Texas EquuSearch Director Tim Miller said, "One morning my own daughter disappeared. Police said she was a runaway. We couldn't get any help. We were paralyzed and didn't know what to do."
Seventeen months later, Tim's daughter Laurie was found dead. She had been murdered and left in a field just 2 1/2 miles from his home. Several years later, a family of another missing person contacted him, asking him for help.
"That moment is when I made a promise to Laurie and to God that I'd never leave a family alone," he said.
In 2000, Texas EquuSearch was founded. It's sole purpose is to help locate missing people, and while it started as a group of searchers mounted on horseback, it's become much more.
Greenwich-Cambridge Chief of Police George Bell said, "It's an additional set of tools to help look for Jaliek. It's a real positive thing."

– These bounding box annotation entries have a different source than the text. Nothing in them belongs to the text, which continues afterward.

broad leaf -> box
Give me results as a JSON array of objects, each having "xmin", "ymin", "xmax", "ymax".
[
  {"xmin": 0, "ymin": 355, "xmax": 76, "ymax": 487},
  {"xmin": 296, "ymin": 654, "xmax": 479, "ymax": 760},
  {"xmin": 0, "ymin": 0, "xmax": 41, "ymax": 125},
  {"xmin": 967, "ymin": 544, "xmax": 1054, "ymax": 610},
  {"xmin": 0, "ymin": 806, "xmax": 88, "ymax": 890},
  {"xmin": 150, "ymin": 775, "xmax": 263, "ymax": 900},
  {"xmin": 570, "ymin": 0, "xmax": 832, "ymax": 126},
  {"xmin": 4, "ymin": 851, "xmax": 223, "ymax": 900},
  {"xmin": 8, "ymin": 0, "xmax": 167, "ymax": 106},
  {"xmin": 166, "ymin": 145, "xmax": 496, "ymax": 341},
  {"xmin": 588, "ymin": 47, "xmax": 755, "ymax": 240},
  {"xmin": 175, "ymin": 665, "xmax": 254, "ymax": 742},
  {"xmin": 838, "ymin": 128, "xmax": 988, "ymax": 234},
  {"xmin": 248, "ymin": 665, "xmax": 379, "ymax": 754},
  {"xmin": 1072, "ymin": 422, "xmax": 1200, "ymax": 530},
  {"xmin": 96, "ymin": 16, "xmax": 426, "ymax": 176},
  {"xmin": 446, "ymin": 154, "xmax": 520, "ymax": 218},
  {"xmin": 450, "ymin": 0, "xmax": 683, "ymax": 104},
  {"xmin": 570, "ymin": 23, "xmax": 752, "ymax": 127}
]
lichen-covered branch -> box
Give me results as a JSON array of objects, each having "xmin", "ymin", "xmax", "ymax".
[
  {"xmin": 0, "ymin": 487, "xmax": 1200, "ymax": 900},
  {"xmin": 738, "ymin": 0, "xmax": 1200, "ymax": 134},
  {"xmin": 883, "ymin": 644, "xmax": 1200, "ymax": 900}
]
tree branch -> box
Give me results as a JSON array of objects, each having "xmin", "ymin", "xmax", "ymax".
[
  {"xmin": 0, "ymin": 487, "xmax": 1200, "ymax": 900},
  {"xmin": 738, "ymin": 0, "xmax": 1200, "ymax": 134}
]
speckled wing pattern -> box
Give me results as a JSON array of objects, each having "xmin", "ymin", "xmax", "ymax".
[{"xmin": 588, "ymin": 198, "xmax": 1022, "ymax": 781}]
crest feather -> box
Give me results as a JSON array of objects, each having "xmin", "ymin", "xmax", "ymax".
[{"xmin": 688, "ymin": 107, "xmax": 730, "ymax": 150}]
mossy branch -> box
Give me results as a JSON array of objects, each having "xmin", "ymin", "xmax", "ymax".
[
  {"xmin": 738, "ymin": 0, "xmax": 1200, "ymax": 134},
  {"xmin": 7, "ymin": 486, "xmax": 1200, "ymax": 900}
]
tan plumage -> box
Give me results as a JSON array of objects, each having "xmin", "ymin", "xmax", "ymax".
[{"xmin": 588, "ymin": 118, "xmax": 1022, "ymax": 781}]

Miller said, "On Jaliek's case, we're bringing in some people from a sheriff's department in Minnesota and their sonar equipment. We're bringing in a a drone place from Texas and ground crews from Atlanta."
The services are free of charge. The group website lists hundreds of missing people, some of whom are still missing, and some of whom have been found with the help of Tim Miller and his team.
"We brought more than 260 alive and many would have been dead. As of two weeks ago, we recovered our 82nd victim. The only thing I regret now on Jaliek's case is that it's taken us so long to get here," said Miller.
But he said he hopes to make up for lost time with the resources he's bringing in. The drone plane may be flown in as early as this week.